次に、本実施形態のアムラ果実加工品をデザート用プレパレーション、飲料、製菓・製パンなどに応用する際の具体例と、その特徴について、表13にまとめた。
このように、本実施形態によれば、苦味・酸味が低減され、無香料でも美味しいアムラ果実加工品が提供できた。また、ポリフェノール、ビタミンC、食物繊維が大きく損なわれることなく、様々な食品のプレパレーションなどに応用することができた。
Claims (3)
- アムラ果実加工品の果肉の復元強度が0.5−1.0、100gあたりのポリフェノール含量が100mg−3000mg、食物繊維含量が0.1%−5%、水溶性固形分が25%−60%、pHが3.0−4.5、かつ前記アムラ果実加工品の果肉含量が10%−50%であることを特徴とするアムラ果実加工品。
- 前記アムラ果実加工品は、デザート用プレパレーション及び製菓・製パン及び飲料に用いられることを特徴とする請求項1に記載のアムラ果実加工品。

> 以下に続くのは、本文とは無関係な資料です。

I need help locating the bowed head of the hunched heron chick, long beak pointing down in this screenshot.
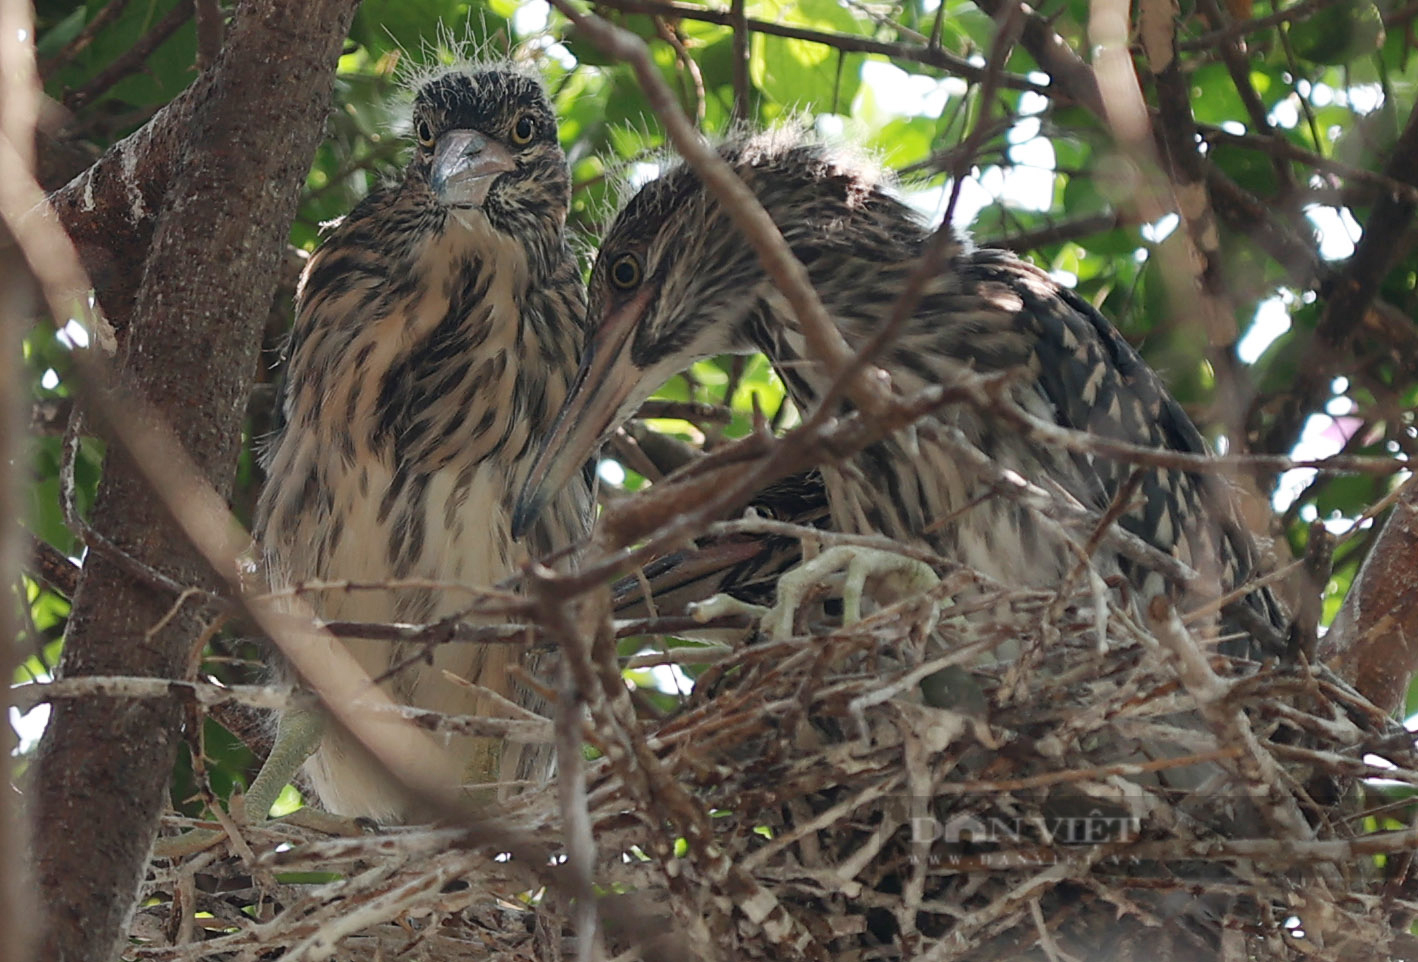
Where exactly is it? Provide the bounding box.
[513,132,895,531]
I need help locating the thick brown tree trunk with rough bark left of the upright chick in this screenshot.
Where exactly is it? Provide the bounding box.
[31,0,355,962]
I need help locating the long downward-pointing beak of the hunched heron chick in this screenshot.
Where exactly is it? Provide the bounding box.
[512,287,655,538]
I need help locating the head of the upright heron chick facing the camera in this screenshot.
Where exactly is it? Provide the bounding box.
[406,65,570,237]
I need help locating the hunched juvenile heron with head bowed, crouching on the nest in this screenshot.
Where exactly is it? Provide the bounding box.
[516,132,1280,654]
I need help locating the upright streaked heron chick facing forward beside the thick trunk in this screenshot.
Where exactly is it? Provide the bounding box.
[248,65,591,820]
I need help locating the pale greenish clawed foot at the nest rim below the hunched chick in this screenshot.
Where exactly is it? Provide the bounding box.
[763,545,940,640]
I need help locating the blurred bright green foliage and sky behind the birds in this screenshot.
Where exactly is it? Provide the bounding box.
[14,0,1418,810]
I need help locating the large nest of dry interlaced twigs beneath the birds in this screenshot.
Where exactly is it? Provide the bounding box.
[129,529,1418,962]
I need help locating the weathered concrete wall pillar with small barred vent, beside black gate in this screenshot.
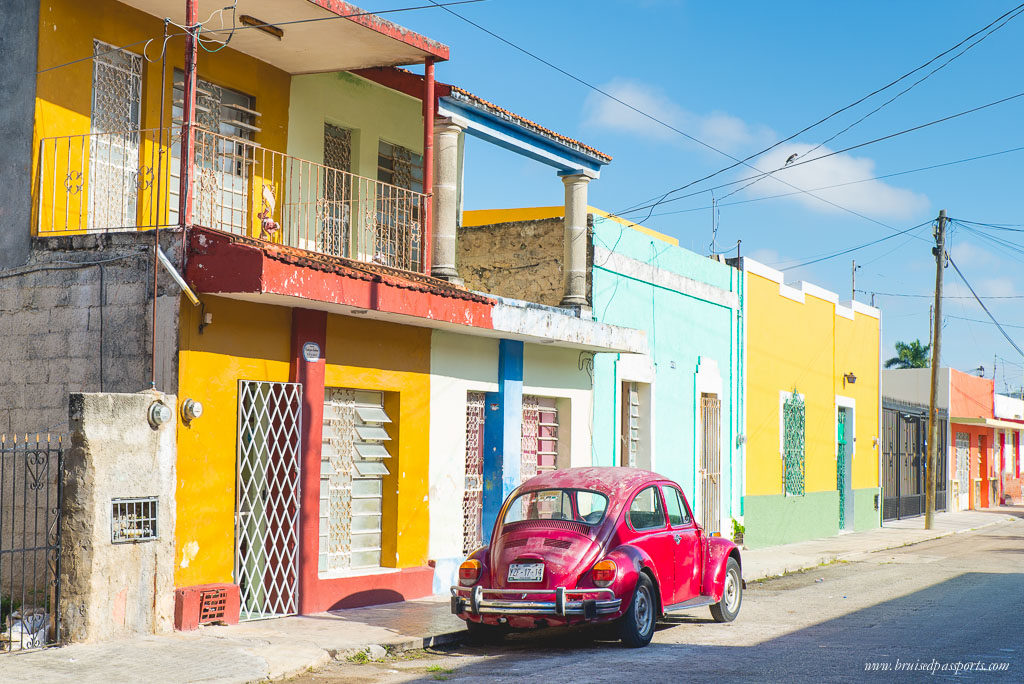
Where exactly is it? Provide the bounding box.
[60,391,176,641]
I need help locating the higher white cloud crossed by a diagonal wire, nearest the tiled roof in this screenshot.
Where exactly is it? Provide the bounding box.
[584,79,773,152]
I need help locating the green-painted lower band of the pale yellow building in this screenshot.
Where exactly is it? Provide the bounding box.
[743,489,839,549]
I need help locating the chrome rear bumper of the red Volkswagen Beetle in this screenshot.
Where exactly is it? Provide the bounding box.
[452,587,623,619]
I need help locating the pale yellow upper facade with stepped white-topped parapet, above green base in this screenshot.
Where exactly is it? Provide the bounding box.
[744,271,879,496]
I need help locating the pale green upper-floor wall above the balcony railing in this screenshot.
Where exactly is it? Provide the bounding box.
[288,72,423,178]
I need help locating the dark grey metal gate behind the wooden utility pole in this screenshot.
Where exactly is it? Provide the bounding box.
[882,407,947,520]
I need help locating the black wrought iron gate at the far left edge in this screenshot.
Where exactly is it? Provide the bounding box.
[0,436,63,652]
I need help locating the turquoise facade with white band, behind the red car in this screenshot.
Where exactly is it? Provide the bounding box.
[593,216,741,535]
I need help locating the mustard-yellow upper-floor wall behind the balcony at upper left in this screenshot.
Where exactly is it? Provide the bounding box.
[33,0,291,231]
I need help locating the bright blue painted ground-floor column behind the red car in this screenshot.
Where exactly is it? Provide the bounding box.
[481,340,523,544]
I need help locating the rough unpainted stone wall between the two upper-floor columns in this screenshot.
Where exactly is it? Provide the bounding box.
[456,218,564,306]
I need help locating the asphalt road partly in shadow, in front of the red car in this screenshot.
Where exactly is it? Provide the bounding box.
[293,520,1024,684]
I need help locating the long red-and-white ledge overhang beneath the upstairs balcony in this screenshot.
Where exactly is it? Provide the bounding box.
[185,228,647,353]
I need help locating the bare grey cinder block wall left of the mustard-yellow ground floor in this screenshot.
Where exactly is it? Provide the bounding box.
[0,230,181,434]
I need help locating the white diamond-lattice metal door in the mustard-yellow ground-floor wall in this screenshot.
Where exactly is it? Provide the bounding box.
[234,380,302,621]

- アムラ果実を加熱するブランチング処理、表皮を除去および水洗する処理、およびアムラ果実のヘタ部分を切断し、果実を割って種子を除去する種子除去処理を経た後、凍結したアムラ果実一次加工品を調製する工程、
前記アムラ果実一次加工品に対して、アムラ果実一次加工品:砂糖=35質量%〜40質量%:20質量%〜50質量%となるように砂糖を添加し解凍した後、ゲル化剤及び/又は増粘剤と水とを添加して加熱することで、アムラ果実加工品の果肉の復元強度が0.5−1.0、100gあたりのポリフェノール含量が100mg−3000mg、食物繊維含量が0.1%−5%であり、水溶性固形分が25%−60%、pHが3.0−4.5、アムラ果肉含量が、10%−50%のアムラ果実加工品を得ることを特徴とするアムラ果実加工品の製造方法。